3. Dominasi NegaraÂ
Dalam Pembentukan Hukum Di Indonesia, hukum masih dianggap sebagai produk eksklusif negara, sehingga legitimasi hukum bergantung pada proses legislasi formal tanpa mempertimbangkan evaluasi moral atau sosial yang lebih luas.
4. Efisiensi dalam Penegakan Hukum
Aparat penegak hukum lebih mudah menjalankan tugasnya ketika hukum diterapkan secara hitam-putih, tanpa harus mempertimbangkan faktor-faktor di luar teks hukum.
Mazhab Positivisme Hukum di Indonesia
Mazhab positivisme hukum di Indonesia sangat dominan dalam sistem peradilan dan regulasi pemerintahan. Undang-undang dianggap sebagai sumber hukum tertinggi yang harus ditaati oleh semua warga negara. Hal ini terlihat dalam berbagai kebijakan yang menitikberatkan pada kepastian hukum, meskipun dalam beberapa kasus mengabaikan keadilan substantif.

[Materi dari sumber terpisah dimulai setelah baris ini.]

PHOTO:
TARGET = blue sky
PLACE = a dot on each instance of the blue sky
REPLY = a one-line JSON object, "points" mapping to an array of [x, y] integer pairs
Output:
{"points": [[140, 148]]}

Penerapan positivisme hukum yang ketat dapat dilihat dalam tindakan aparat keamanan dalam menangani aksi demonstrasi mahasiswa. Demonstrasi yang tidak memiliki izin resmi sering kali dibubarkan dengan alasan pelanggaran ketertiban umum, meskipun tuntutan mahasiswa berkaitan dengan keadilan sosial dan demokrasi. Ini menunjukkan bahwa hukum di Indonesia masih cenderung bersifat formalistik, lebih berorientasi pada kepatuhan terhadap aturan tertulis daripada mempertimbangkan keabsahan moral dari tindakan hukum.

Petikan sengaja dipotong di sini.